10. Employment by Spartan. To the extent Grantee is or becomes an employee of Spartan or any of its subsidiaries, the grant of the Stock Appreciation Rights shall not impose upon Spartan or any of its subsidiaries any obligation to retain Grantee in its employ for any given period or upon any specific terms of employment. Spartan or any of its subsidiaries, as appropriate, may at any time dismiss Grantee from employment, free from any liability or claim under the Plan or this Agreement, except as otherwise expressly provided in any written agreement with Grantee.
11. Certifications. Grantee agrees that Spartan may impose reasonable restrictions on the sale or distribution of the shares to be received upon exercise of the Stock Appreciation Rights to ensure compliance with federal and state securities laws.
12. Effective Date. The Stock Appreciation Rights Agreement shall be effective as of the Grant Date.
13. Amendment. Neither the Stock Appreciation Rights nor this Agreement shall be modified except in a writing executed by the parties to this Agreement and except as Spartan, upon advice of legal counsel, determines is necessary or advisable because of the promulgation of, or change in or of the interpretation of, any law or governmental rule or regulation, including without limitation, Section 409A and any applicable federal or state securities laws.
14. Agreement Controls. The Plan is incorporated in this Agreement by reference. Capitalized terms not defined in this Agreement shall have those meanings provided in the Plan. In the event of any conflict between the terms of this Agreement and the terms of the Plan, the terms of this Agreement shall control.
15. Corporate Changes. In the event of any stock dividend, stock split or other increase or reduction in the number of shares of Common Stock outstanding, the number and class of shares that may be received upon exercise of the Stock Appreciation Rights, and the Base Price per Share, are subject to adjustment as provided in the Plan; provided however, that no adjustment shall be contrary to Section 409A or shall be effected in a manner that would subject Grantee to taxes and penalties under Section 409A.

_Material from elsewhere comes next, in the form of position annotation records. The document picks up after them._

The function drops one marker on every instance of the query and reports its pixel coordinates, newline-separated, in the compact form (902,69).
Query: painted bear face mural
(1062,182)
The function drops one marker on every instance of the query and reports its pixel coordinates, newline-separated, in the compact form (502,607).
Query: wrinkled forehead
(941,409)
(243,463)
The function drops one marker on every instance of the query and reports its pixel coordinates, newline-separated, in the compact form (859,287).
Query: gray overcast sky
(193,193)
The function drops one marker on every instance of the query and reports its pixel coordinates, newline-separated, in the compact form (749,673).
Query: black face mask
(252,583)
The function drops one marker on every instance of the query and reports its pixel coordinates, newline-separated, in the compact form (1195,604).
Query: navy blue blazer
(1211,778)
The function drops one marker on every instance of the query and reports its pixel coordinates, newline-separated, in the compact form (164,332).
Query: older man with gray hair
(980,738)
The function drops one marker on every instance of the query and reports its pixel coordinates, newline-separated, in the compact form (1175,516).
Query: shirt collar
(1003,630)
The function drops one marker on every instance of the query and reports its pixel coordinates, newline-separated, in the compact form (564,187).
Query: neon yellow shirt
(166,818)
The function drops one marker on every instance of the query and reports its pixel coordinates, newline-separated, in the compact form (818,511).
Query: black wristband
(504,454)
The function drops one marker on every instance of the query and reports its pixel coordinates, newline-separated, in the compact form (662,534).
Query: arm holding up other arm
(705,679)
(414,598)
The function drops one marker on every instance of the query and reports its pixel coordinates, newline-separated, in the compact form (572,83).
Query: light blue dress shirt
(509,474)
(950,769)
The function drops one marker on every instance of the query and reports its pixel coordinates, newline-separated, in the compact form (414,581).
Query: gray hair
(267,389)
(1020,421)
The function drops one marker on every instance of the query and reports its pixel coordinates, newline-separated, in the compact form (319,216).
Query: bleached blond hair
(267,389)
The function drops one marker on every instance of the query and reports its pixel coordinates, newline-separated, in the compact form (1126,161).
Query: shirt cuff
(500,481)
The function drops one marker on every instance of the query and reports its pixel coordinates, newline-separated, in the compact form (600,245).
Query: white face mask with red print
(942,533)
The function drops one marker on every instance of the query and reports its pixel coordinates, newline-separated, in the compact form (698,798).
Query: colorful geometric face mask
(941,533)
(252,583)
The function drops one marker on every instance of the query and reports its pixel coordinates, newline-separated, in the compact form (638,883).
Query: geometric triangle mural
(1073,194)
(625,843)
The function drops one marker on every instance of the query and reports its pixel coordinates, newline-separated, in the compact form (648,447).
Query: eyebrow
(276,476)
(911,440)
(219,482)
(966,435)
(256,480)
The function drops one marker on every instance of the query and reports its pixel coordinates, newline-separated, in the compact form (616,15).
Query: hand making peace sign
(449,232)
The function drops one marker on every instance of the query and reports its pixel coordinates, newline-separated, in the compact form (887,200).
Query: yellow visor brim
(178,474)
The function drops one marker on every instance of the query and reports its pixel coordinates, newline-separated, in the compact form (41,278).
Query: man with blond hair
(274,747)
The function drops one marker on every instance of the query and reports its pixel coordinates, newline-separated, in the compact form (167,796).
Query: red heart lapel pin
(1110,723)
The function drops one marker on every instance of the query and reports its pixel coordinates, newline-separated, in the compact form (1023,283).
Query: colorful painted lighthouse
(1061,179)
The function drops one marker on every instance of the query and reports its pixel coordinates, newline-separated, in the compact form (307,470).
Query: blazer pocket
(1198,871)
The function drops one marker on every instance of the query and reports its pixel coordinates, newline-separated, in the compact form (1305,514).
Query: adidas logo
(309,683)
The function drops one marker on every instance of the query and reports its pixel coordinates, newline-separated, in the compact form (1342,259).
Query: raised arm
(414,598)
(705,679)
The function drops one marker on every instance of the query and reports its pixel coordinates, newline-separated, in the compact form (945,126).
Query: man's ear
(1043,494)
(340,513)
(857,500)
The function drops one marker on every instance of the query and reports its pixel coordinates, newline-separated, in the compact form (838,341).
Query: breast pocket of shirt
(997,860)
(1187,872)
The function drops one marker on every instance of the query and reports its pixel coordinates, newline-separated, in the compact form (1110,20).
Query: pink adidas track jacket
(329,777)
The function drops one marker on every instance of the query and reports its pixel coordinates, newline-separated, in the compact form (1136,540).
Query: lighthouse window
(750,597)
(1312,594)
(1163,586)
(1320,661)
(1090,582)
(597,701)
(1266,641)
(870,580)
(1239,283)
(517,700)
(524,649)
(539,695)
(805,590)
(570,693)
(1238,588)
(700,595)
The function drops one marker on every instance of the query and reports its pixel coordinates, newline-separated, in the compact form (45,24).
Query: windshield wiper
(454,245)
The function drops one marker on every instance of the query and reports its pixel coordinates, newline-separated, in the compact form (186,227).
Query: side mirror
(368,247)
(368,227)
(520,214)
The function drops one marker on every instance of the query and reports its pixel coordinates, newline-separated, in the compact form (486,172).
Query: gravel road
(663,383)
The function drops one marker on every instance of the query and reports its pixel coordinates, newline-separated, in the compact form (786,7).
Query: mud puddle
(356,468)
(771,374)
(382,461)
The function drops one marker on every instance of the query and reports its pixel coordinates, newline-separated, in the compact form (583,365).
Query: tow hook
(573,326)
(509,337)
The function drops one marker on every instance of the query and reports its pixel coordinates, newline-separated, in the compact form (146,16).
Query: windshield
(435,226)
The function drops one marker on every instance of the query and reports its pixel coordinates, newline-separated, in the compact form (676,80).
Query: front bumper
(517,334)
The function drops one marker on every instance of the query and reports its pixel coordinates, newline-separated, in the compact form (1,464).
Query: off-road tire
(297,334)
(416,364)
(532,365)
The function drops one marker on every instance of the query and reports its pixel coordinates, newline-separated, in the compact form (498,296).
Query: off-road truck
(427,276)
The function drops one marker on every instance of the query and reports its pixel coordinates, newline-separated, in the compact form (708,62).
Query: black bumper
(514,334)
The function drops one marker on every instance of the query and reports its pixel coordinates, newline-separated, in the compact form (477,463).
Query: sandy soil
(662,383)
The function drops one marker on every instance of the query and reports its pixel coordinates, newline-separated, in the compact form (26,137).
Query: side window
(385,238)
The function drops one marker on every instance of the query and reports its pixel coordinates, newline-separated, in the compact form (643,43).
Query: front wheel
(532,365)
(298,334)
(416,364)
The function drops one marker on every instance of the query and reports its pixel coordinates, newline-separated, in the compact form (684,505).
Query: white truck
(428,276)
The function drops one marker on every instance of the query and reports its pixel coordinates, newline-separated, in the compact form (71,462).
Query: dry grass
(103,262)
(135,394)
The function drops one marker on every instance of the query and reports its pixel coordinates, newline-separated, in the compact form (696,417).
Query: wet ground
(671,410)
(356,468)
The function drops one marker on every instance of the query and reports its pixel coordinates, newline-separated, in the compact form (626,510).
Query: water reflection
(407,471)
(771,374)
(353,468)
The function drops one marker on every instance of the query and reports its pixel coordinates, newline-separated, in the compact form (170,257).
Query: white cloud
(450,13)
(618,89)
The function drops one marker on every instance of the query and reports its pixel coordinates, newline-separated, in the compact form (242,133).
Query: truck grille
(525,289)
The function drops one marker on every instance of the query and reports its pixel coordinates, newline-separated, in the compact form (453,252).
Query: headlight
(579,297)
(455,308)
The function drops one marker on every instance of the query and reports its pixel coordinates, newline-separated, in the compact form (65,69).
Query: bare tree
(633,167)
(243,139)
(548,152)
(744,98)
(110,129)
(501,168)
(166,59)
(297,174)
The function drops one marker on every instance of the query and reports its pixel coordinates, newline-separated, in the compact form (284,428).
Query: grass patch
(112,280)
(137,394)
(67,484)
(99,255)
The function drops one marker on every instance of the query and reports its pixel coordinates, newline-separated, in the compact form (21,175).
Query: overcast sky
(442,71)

16. Administration. The Committee has full power and authority to interpret the provisions of the Plan, to supervise the administration of the Plan and to adopt forms and procedures for the administration of the Plan, except as limited by the Plan. All determinations made by the Committee shall be final and conclusive.
17. Illegality. Grantee shall not exercise the Stock Appreciation Rights, and Spartan shall not be obligated to issue any shares of Common Stock to Grantee pursuant to the exercise of the Stock Appreciation Rights, if the exercise thereof or the issuance of such shares would constitute a violation by Grantee or Spartan of any provisions of the Securities Act of 1933 or the Securities Exchange Act of 1934, any other law, order or regulation of any governmental authority, or any rule or regulation of, or agreement of Spartan with, any applicable securities exchange or quotation system. Spartan will in no event be obligated to take any affirmative action in order to cause the exercise of the Stock Appreciation Rights or the resulting issuance of shares of Common Stock to comply with any such law, order, rule, regulation or agreement.
18. Governing Law. This Agreement will be governed by, and construed in accordance with, the internal laws of the State of Michigan, without regard to conflict of law principles. Each party irrevocably submits to the general jurisdiction of the state and federal courts located in the State of Michigan in the counties of Kent and Eaton, in any action to interpret or enforce this Agreement and irrevocably waives any objection to jurisdiction that such party may have based on inconvenience of forum.